So it drives me a little insane to see people argue that this male character is woman coded because he has an emotional arc focused on how other people have wronged him and we see him at his lowest point having a mental breakdown and experiencing irrational emotions because "that's a woman's story". No? It's not? Like historically it's NOT. Men are allowed to feel the full spectrum of human emotion. Men are allowed to buckle under the weight of all the burdens they carry and scream their sorrows out to the world. That's. That's not a woman's story. Achilles wept in the Iliad. Macbeth was flawed and poignant and allowed to be a fully developed person while Lady Macbeth was a scheming schemer from the start. Emotional arcs, through antiquity into the modern day, have been given to men! Men's stories are full of how they've been hurt, how they've been disenfranchised. Underdog stories are an entire genre within themselves. Emotional arcs have been written for men from the dawn of literature.

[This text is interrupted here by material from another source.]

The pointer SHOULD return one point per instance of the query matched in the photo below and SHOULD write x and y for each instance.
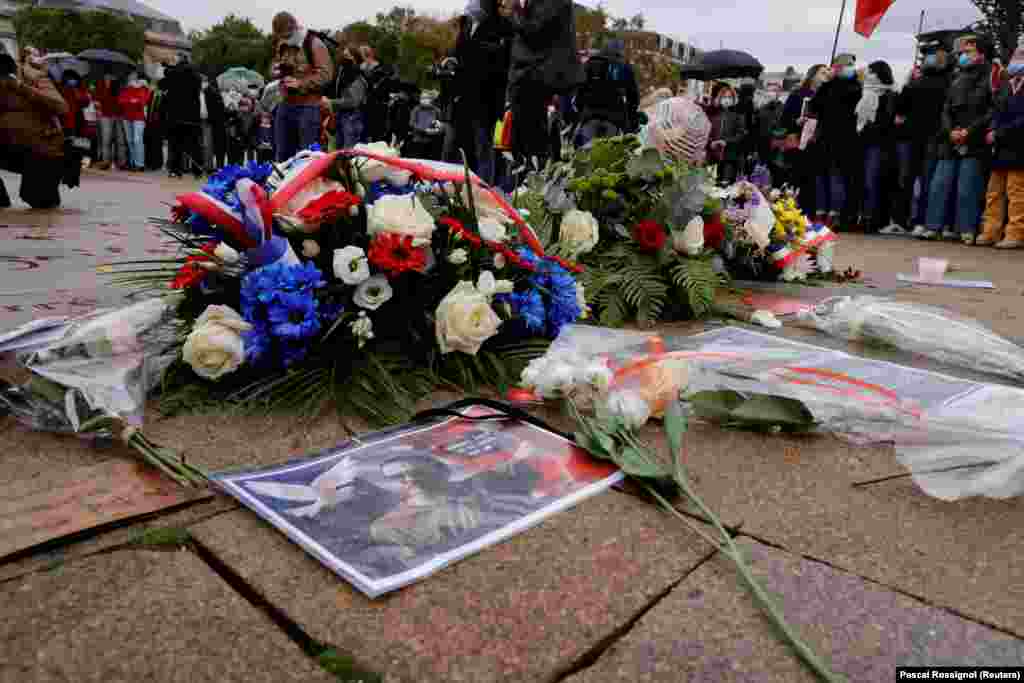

Like I keep seeing the same argument about how male protagonists have to be stoic and manly men and show no emotions and be hyper successful providers and I want to tear my hair out. No! No they don't!! You are describing a hyper specific genre of action heroes and like, one type of video game protagonist that was popular in AAA titles from the late 2010s. Oh my god. Please read more books. Please watch more movies. I'm losing my mind. Male protags are not like this as a rule BECAUSE IT'S BORING. BECAUSE WE DON'T WANT TO WATCH THE STORY OF A SUCCESSFUL MAN BECOMING EVEN MORE SUCCESSFUL. THAT'S A SPECIFIC TYPE OF POWER FANTASY THAT NOT EVERYONE ASCRIBES TO ASIDJDHDH READ MORE BOOKS.
I'm fine. I'm fine.
Anyway. Sorry anon I didn't mean to dump all this in your ask. I have just been thinking about this since yesterday and it's been driving me bonkers and also I'm a bit tipsy right now. Tell me about why Jason is female coded. I'll find my post about why Kyle is a girl YA protagonist and reblog it in solidarity.